My hopes are not high that this will happen, but every so often there is something worth picking up. I don't volunteer this information as past experiences have proven this always unreasonably jacks up the price about 400%. I'm not here to gouge the guy, but I don't want to be gouged myself.
I never talk people down; it's not my way of doing business. I will pay if I like the asking price, if not I just walk away. With these guys I act like I know nothing and I can usually get it at an appropriate price.I will have to dance the dance to keep this transaction fair.
The man behind the corner clears his throat loudly and eyes me suspiciously. I blink twice and smile, pink lipgloss shimmering in his clouded eyes. He glares again, slowly turns then limps to a back room, shouting over his shoulder something about how he has to go to the "special room" where rare instruments are kept.

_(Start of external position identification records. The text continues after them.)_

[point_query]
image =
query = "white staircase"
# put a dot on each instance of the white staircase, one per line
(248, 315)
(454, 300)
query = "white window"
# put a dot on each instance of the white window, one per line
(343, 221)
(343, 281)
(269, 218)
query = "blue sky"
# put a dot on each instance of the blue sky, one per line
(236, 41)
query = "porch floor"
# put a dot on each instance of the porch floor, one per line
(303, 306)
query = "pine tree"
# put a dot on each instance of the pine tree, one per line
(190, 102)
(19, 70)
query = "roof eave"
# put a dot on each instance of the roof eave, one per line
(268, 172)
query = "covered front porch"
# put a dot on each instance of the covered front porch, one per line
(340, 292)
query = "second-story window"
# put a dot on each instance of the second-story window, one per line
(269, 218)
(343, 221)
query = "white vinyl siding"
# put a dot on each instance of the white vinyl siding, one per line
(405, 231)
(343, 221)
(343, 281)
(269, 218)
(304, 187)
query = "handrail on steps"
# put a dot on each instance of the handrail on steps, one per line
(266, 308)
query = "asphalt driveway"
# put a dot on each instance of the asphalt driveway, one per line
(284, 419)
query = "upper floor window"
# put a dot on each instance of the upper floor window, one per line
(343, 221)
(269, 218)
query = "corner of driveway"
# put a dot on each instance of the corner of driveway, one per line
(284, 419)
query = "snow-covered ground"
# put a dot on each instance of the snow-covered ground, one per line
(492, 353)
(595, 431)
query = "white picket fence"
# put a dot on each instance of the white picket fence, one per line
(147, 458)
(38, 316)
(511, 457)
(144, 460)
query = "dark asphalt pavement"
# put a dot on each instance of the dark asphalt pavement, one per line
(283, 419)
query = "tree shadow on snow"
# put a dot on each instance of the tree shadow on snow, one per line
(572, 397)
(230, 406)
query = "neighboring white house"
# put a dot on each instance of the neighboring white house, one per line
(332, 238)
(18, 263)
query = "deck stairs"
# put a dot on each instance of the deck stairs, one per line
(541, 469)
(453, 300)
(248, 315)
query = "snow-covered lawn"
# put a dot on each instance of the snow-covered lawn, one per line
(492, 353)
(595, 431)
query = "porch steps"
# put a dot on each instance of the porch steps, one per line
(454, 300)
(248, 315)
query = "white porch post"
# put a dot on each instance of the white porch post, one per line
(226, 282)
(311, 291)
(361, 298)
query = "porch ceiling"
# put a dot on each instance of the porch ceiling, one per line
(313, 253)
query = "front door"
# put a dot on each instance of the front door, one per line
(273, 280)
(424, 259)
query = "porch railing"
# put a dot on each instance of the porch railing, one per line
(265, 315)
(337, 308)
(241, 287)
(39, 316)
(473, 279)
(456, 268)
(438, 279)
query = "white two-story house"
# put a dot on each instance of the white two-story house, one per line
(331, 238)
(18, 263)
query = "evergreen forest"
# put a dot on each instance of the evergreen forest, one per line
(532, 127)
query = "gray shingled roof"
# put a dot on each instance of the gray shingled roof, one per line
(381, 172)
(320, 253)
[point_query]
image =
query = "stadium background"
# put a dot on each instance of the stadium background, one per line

This is pawn shop Tactic #1: Talk up the merchandise and add unrealistic mystique.
He returns with what looks like a miniature coffin covered in dust. It's an old black wooden violin case. Predating plastic and styrofoam, these were the sorry excuses for cases that caused more harm to instruments than not since they had no padding and the weak metal latches that held them together would spontaneously unhinge, causing many a fiddle to fall to death during transport.
"This is a fine antique case, made in 1883," says the shopkeeper. A man to my left approaches and says breathily, "those things are worth $500! They are very rare!" I keep my neutral gaze and say, "Oh yeah."

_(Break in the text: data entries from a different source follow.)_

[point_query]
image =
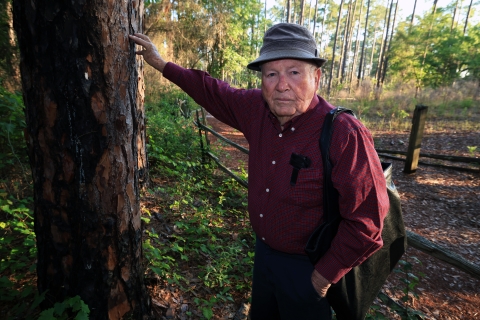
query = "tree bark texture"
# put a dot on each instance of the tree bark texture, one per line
(83, 94)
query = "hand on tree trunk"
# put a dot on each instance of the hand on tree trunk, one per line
(149, 52)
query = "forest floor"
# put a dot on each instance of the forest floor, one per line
(439, 204)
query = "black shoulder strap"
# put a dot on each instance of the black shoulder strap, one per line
(331, 209)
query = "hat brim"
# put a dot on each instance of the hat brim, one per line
(283, 54)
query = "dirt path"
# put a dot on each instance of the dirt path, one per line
(443, 205)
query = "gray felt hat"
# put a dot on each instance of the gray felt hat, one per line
(287, 41)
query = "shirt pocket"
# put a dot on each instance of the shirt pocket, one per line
(307, 192)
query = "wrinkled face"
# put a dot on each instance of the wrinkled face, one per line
(289, 86)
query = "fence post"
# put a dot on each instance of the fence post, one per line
(201, 138)
(416, 136)
(205, 124)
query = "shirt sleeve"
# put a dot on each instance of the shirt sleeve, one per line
(233, 106)
(363, 200)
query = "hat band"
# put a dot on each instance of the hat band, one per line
(295, 45)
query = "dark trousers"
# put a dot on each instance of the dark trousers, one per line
(282, 287)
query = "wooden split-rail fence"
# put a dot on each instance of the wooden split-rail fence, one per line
(411, 163)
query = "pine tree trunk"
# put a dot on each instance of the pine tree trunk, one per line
(314, 30)
(341, 64)
(466, 18)
(413, 13)
(357, 46)
(385, 63)
(83, 95)
(349, 41)
(334, 47)
(302, 12)
(362, 56)
(373, 51)
(384, 49)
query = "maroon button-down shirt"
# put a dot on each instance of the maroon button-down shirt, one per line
(282, 215)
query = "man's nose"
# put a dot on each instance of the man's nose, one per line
(282, 84)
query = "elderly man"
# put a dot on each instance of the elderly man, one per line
(282, 119)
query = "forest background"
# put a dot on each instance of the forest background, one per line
(380, 63)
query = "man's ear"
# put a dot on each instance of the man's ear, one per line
(318, 74)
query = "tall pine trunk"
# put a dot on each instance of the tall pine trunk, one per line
(357, 46)
(362, 56)
(381, 58)
(385, 63)
(334, 48)
(466, 18)
(83, 95)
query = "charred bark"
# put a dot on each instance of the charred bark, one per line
(83, 94)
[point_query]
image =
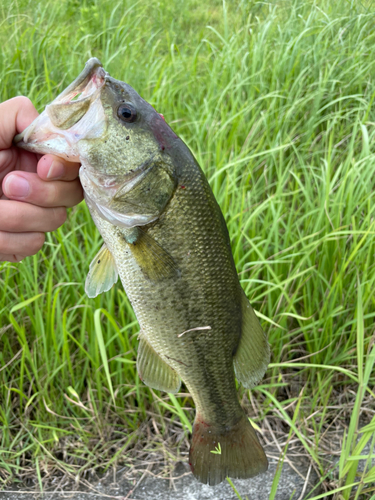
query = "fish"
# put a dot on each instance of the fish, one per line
(166, 237)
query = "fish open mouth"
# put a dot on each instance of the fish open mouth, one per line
(75, 114)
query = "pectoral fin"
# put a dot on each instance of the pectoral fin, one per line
(154, 261)
(253, 352)
(102, 274)
(155, 372)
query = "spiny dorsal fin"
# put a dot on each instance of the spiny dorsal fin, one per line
(154, 261)
(102, 274)
(155, 372)
(253, 352)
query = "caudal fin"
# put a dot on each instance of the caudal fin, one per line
(217, 452)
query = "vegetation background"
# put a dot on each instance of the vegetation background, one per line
(275, 99)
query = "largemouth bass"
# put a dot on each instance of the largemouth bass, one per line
(166, 237)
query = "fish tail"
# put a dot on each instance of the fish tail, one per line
(217, 452)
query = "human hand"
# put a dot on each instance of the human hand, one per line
(34, 190)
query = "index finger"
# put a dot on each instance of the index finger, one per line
(15, 115)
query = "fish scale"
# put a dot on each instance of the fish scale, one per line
(165, 236)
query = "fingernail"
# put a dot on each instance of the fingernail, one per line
(16, 186)
(57, 170)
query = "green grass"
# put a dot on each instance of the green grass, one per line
(276, 102)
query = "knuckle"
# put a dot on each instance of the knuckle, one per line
(37, 242)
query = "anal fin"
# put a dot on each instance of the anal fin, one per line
(155, 372)
(253, 352)
(102, 274)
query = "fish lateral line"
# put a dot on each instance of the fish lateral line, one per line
(194, 329)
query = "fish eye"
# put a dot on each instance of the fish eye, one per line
(127, 112)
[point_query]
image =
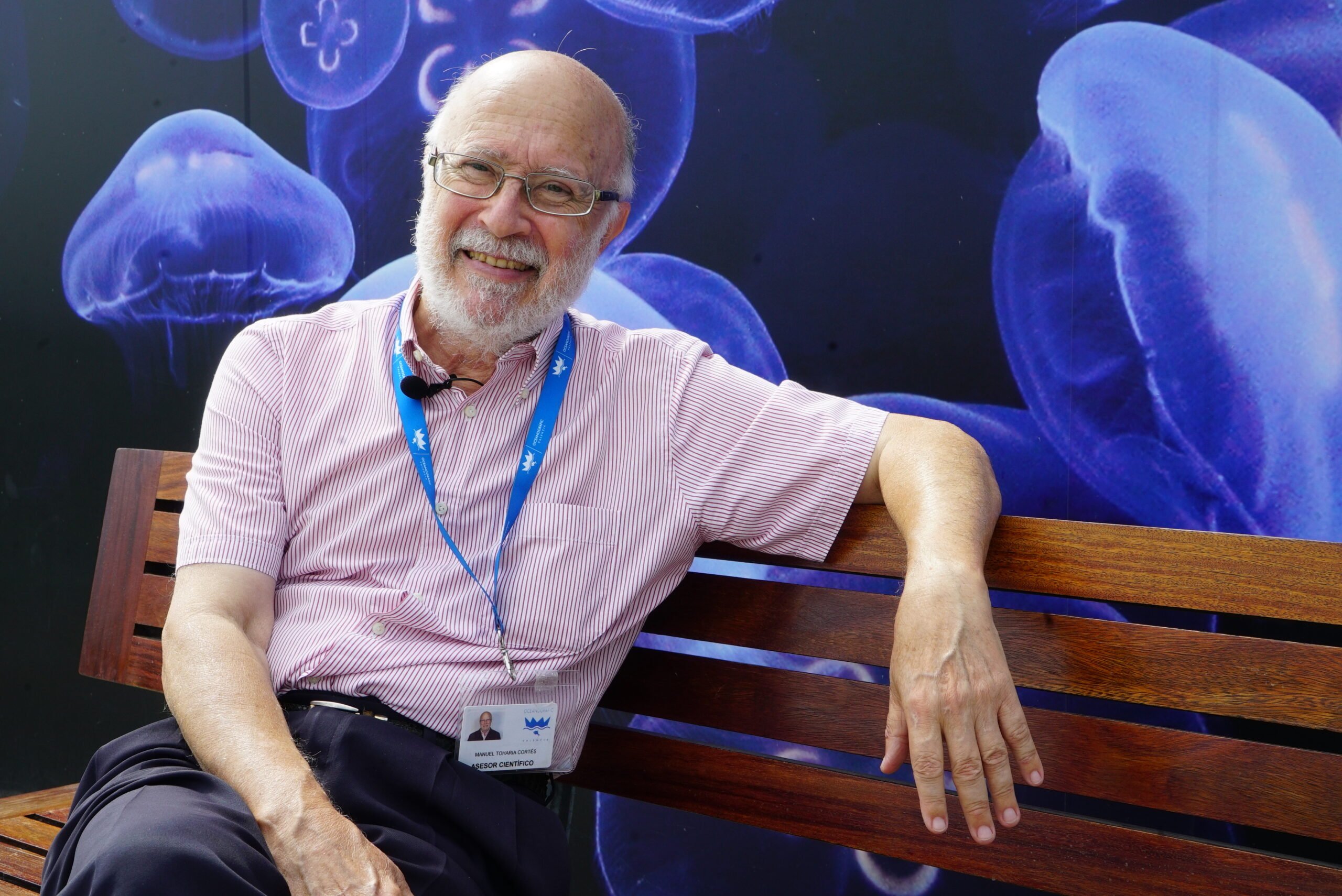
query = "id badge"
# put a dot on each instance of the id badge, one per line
(512, 737)
(514, 727)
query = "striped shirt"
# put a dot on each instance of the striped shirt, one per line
(304, 474)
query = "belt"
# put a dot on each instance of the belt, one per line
(536, 785)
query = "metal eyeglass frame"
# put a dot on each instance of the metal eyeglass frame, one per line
(598, 195)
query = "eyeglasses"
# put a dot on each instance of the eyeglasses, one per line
(550, 193)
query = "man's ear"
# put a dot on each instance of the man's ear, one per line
(616, 224)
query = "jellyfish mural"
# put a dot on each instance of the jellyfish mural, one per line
(1187, 205)
(202, 223)
(14, 89)
(1298, 43)
(329, 54)
(200, 29)
(902, 247)
(370, 154)
(1067, 14)
(704, 303)
(688, 16)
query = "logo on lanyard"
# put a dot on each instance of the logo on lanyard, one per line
(533, 454)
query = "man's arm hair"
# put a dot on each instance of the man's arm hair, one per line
(938, 483)
(218, 686)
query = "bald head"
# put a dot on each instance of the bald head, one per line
(509, 88)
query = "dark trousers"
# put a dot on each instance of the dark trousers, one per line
(147, 820)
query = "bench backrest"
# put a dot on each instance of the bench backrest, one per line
(1286, 796)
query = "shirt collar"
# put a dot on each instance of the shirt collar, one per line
(533, 351)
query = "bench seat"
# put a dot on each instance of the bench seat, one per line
(1118, 785)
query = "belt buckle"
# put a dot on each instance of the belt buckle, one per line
(332, 705)
(345, 707)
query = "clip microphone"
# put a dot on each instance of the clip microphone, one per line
(415, 387)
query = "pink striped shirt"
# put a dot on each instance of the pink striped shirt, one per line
(304, 474)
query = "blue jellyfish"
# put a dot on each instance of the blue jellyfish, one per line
(202, 228)
(1298, 43)
(329, 54)
(705, 305)
(199, 29)
(1067, 14)
(370, 154)
(1185, 207)
(688, 16)
(14, 89)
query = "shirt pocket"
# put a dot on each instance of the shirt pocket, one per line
(560, 562)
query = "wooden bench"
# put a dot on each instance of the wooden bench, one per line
(1286, 690)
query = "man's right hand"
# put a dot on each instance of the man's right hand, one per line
(218, 686)
(321, 852)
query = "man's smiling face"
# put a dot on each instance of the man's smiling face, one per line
(495, 270)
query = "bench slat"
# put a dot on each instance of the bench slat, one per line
(163, 538)
(1199, 671)
(144, 663)
(26, 804)
(121, 550)
(1048, 851)
(1178, 772)
(20, 864)
(35, 835)
(172, 475)
(155, 597)
(1216, 572)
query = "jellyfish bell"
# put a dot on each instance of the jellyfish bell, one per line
(202, 228)
(1185, 209)
(371, 154)
(1300, 43)
(209, 30)
(331, 54)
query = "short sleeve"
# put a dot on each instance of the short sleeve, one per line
(767, 467)
(235, 502)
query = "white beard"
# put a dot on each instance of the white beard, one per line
(492, 315)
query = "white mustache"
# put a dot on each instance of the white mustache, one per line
(478, 239)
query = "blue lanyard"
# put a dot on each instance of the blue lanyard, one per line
(528, 466)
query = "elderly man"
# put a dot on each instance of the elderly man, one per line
(389, 519)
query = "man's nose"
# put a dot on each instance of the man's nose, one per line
(507, 212)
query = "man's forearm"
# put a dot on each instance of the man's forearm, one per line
(940, 489)
(218, 686)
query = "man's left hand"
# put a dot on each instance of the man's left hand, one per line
(949, 682)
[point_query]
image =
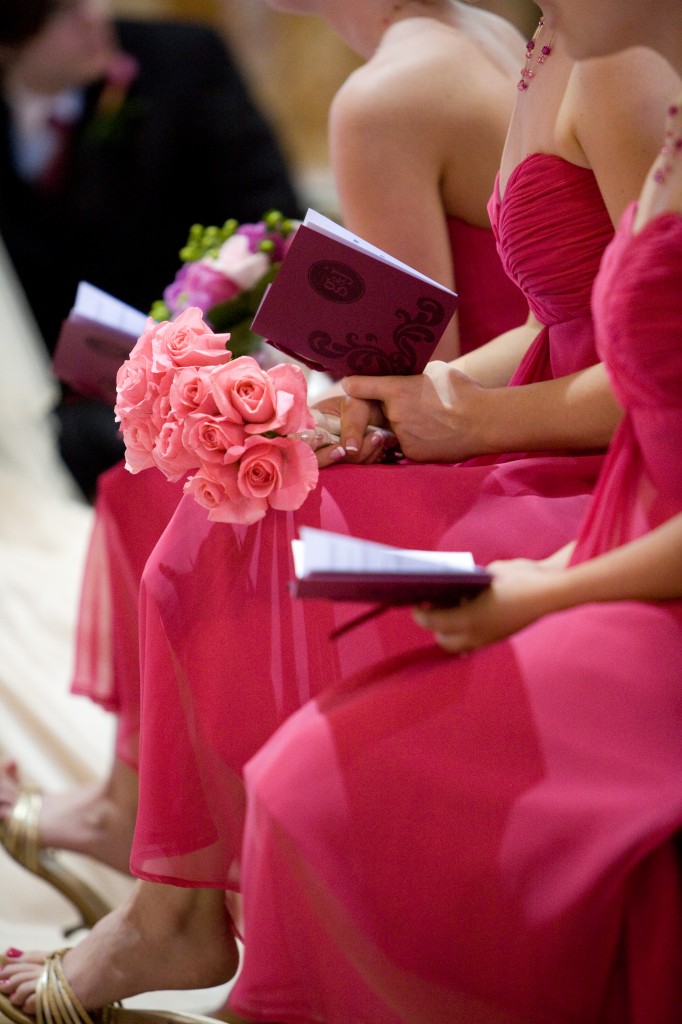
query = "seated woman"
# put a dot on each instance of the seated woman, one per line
(411, 193)
(496, 838)
(200, 720)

First off, I have about 4 such cases stored under my bed since I can't get rid of the things. Secondly, I had seen this "customer" helping move stock as I passed the shop a few days earlier. He was another employee who poses as customer to add "unbiased" credibility to the lies the shopekeeper spins.
My son coughs and looks around, bored out of his mind. I maintain my blank expression. I'm starting to think the violin inside this casket is a dead end.
The shopkeeper opens the case and my suspicions are confirmed.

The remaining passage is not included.